Wednesday, April 25, 2012

Chris Ethridge R.I.P.

Chris Ethridge was the last bassist in the International Submarine Band and the first bassist in the Flying Burrito Brothers. He played on Safe at Home and The Gilded Palace of Sin, and he spent a lot of time in Willie Nelson's band. He was a damn good bassist, and now he's dead from cancer, four days after fellow cosmic American musician Levon Helm's cancer death.

 

Thursday, April 19, 2012

Levon Helm R.I.P.

Levon Helm was an Arkansan in a band of Canadians who worshiped Southern music. He was a great drummer and a great singer and one of that small, impressive club who could do both at the same time. He wrote a lot of good songs and was a gifted, natural actor, particularly as Loretta Lynn's dad in Coal Miner's Daughter and a small but wonderful role in The Three Burials of Melquiades Estrada. He's on at least four of the greatest rock records of all time: The Basement Tapes, On the Beach, Music from Big Pink, and The Band. That's a good life by any measure.













Wednesday, April 18, 2012

A song for every year of my life #20: 1996

Boy, I've been away from this blog for awhile. You know why? I'm fuckin' tired, that's why. My new job is exhausting (in both good and bad ways), my wife and I are buying a house, and I've rekindled my love affair with falling asleep on the couch. Don't worry, chum-mmmmmmmmmmmmmmmmmmmps, this time I'm falling asleep on the couch on a regular basis because I'm actually sleepy, not because I'm praying for death. I spent the first part of 1996 praying for death and sitting aimlessly on the floor in my dorm room's walk-in closet and sleeping and watching 17 movies in one sitting and taking only three classes and barely getting by. That was a rough time. Then I reconnected with a friend from the previous year's unsuccessful dorm experiment and made a bunch of new friends and spent the second half of the year having the antics, mirth, hijinks, shenanigans, hoopla, fracases, melees, barnburners, and disco infernos that young people are supposed to have as sophomores in college. Long story short, box socials every night. I've been slacking on these posts in recent days because I'm kinda tired of the '90s. I'm not that tired of the next two jams in the series, though.
Silkworm is so goddamn underrated. That's what happens when you consistently make good music and present yourselves in the least sensational way possible. No one gives a shit except rabid weirdo shut-ins like yours truly. The surviving members of Silkworm are in another great band now, Bottomless Pit, that gets even less attention than Silkworm. Bigger crimes have been committed, but not much bigger.
Silkworm fun fact: I picked up an accidental hobby of collecting awkward conversations with members of seminal indie rock bands in bathroom lines. I sprung an effusive fanboy gush on Silkworm bassist Tim Midgett while he was waiting to use an outdoor facility at a SXSW several years ago.
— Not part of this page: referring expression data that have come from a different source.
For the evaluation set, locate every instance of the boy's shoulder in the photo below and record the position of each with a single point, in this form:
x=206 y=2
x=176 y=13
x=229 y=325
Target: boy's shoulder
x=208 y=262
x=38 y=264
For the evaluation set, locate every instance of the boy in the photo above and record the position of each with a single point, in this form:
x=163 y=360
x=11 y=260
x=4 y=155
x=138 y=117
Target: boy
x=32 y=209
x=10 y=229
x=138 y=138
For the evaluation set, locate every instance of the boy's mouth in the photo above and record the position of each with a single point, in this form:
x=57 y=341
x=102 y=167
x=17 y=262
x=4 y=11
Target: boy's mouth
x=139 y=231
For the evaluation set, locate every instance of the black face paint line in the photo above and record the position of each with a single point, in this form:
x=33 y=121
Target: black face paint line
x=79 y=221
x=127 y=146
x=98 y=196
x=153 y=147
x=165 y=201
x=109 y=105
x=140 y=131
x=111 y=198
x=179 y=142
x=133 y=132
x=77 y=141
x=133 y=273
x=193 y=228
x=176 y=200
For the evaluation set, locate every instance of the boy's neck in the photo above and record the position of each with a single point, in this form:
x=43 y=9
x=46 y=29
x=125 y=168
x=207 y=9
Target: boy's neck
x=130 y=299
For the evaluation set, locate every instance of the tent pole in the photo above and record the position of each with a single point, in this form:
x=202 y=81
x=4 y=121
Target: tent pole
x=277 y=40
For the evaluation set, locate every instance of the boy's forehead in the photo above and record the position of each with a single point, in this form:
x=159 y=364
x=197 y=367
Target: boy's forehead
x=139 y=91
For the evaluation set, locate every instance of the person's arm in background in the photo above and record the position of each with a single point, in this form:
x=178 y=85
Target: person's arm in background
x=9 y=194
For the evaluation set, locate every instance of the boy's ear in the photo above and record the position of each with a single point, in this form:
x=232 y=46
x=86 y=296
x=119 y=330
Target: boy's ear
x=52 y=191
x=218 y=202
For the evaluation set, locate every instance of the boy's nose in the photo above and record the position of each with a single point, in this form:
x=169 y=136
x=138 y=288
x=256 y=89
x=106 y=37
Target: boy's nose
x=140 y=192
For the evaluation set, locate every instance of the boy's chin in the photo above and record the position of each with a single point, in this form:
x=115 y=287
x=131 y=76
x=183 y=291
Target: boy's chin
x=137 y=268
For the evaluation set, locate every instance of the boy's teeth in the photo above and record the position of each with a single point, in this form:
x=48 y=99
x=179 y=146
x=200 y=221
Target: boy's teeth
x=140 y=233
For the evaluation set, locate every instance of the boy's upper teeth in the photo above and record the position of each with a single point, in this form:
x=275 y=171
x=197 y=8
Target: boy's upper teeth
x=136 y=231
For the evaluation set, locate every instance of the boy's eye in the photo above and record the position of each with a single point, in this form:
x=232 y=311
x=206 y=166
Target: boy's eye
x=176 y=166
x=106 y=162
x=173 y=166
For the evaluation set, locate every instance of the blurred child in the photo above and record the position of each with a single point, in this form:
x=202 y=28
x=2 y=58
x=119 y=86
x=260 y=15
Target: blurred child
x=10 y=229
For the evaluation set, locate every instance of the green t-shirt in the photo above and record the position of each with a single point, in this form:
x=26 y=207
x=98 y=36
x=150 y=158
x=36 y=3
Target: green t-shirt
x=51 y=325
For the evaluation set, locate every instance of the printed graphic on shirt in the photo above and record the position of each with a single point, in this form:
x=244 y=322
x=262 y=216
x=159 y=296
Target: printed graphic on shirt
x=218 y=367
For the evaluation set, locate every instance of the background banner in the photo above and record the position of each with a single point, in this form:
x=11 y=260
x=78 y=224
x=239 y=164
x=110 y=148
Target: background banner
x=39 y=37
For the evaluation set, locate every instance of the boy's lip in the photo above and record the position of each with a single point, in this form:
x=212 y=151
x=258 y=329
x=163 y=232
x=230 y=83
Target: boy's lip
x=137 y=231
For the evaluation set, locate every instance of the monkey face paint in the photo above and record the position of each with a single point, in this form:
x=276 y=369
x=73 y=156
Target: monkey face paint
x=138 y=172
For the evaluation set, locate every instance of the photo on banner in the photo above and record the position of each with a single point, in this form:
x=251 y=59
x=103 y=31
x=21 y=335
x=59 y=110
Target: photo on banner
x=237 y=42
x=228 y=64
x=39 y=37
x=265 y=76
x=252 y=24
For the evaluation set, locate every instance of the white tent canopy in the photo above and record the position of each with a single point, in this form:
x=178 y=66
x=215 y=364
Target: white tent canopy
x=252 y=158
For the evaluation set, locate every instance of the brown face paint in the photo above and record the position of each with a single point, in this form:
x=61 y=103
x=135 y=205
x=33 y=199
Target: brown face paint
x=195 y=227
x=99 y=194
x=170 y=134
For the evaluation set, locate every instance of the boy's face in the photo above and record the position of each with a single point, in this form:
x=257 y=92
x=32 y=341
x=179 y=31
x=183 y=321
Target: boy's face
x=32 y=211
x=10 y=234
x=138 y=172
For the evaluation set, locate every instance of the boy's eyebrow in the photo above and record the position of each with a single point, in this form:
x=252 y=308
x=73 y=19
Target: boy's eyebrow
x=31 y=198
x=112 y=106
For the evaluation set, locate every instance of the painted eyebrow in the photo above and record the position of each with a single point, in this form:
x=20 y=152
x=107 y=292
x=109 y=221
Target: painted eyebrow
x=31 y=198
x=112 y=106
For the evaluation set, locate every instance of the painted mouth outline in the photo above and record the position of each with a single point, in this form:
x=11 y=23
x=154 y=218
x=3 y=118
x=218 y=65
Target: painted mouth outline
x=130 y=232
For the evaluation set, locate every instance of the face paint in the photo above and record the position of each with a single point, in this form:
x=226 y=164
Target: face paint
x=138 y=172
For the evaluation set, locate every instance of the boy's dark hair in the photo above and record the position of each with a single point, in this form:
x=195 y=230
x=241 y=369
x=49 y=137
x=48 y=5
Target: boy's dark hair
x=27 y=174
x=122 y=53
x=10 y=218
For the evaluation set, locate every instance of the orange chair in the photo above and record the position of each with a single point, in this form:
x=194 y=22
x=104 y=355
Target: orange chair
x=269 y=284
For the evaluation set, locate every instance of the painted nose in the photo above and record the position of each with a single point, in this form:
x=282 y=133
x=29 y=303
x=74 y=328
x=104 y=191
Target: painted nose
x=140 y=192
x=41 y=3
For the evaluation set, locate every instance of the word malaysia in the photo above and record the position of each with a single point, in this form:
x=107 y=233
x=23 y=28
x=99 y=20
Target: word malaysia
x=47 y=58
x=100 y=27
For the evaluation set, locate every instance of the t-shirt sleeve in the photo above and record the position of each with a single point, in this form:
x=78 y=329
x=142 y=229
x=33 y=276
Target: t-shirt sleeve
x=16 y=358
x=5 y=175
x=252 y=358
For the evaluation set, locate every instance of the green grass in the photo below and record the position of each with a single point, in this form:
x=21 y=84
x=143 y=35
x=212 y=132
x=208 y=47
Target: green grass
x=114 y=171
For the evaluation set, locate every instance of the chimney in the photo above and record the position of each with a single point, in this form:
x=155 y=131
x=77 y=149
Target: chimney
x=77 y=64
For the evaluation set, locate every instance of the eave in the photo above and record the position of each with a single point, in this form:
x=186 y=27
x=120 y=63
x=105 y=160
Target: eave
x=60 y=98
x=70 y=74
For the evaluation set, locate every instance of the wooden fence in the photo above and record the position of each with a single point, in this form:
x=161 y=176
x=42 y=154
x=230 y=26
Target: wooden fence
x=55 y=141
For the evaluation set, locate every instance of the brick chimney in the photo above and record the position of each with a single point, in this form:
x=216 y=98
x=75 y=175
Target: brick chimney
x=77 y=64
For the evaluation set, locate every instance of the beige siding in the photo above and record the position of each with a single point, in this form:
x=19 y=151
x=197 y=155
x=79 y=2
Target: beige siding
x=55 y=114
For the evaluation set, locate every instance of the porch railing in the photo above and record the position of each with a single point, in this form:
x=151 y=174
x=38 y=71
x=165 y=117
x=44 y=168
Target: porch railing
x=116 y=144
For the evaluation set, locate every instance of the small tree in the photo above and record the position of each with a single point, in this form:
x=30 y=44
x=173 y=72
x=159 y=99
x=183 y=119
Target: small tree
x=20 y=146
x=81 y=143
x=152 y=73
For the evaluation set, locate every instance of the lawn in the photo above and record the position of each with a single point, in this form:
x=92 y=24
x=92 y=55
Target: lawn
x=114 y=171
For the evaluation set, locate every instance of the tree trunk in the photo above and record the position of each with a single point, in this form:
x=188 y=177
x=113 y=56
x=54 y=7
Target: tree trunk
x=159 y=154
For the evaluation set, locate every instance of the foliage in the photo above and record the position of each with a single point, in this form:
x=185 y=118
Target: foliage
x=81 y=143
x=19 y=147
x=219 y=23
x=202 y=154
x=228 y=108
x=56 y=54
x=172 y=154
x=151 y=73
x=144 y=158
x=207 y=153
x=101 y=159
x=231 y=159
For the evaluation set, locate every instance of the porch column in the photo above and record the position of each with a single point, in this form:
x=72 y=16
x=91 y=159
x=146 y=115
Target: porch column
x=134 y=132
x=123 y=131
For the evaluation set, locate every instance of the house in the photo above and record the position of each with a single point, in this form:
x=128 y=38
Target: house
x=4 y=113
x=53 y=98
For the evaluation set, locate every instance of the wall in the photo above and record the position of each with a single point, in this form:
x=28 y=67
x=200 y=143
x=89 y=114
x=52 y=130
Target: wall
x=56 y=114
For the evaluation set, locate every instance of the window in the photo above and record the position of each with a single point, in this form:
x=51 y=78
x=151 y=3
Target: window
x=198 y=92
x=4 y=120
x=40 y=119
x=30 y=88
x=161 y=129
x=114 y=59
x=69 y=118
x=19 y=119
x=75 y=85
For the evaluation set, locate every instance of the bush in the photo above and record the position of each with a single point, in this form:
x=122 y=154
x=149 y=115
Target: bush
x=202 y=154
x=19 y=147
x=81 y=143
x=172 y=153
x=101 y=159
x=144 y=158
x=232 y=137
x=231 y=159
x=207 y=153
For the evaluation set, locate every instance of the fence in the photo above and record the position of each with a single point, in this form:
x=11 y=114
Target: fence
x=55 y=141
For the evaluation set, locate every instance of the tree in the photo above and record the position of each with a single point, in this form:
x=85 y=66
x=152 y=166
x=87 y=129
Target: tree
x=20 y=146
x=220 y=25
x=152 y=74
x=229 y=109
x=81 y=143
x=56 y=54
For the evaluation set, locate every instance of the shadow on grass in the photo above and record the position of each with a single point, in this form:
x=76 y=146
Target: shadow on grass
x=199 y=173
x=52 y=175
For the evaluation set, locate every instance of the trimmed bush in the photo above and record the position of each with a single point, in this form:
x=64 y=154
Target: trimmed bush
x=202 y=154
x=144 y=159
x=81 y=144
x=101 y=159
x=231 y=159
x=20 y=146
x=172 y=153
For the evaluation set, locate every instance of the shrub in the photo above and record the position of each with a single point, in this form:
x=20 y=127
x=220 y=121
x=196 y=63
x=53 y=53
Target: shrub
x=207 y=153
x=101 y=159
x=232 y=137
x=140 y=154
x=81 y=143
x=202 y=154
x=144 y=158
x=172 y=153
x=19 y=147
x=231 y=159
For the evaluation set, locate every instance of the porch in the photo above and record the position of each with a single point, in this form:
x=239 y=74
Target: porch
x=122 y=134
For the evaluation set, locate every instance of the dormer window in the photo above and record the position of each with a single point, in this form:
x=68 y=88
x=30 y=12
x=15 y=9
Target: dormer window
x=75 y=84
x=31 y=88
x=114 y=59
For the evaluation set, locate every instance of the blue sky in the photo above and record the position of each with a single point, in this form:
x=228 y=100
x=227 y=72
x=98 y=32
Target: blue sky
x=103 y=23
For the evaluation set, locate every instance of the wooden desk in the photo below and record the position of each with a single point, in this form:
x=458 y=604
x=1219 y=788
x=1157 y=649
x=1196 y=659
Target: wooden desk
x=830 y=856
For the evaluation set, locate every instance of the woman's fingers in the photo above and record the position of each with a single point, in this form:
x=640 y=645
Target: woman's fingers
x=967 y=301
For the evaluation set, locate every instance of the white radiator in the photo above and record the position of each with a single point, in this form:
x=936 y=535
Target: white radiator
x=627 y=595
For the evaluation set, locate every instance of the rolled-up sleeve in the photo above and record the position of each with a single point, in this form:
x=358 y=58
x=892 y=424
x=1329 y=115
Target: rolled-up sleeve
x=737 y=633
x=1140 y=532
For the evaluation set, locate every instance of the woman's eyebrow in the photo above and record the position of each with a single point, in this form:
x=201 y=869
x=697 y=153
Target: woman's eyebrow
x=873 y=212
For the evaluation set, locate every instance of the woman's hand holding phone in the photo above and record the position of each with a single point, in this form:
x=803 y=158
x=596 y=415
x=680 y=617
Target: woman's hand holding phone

Others in this series include Mike Watt, Clawhammer's Bob Lee, Pavement's Steve West, and, most recently, Ted Leo. Collect them all in a limited-edition box set. Every 12th box contains a stick of unwrapped, pre-moistened gum.



Alternate choice: R.L. Burnside - "Goin Down South"
This song makes me want to fire a mini-cannon out of a full-sized cannon and then drive a tank through a couple of miniature golf courses while arm-wrestling a bear for a flask of gin. Fuck yeah it does.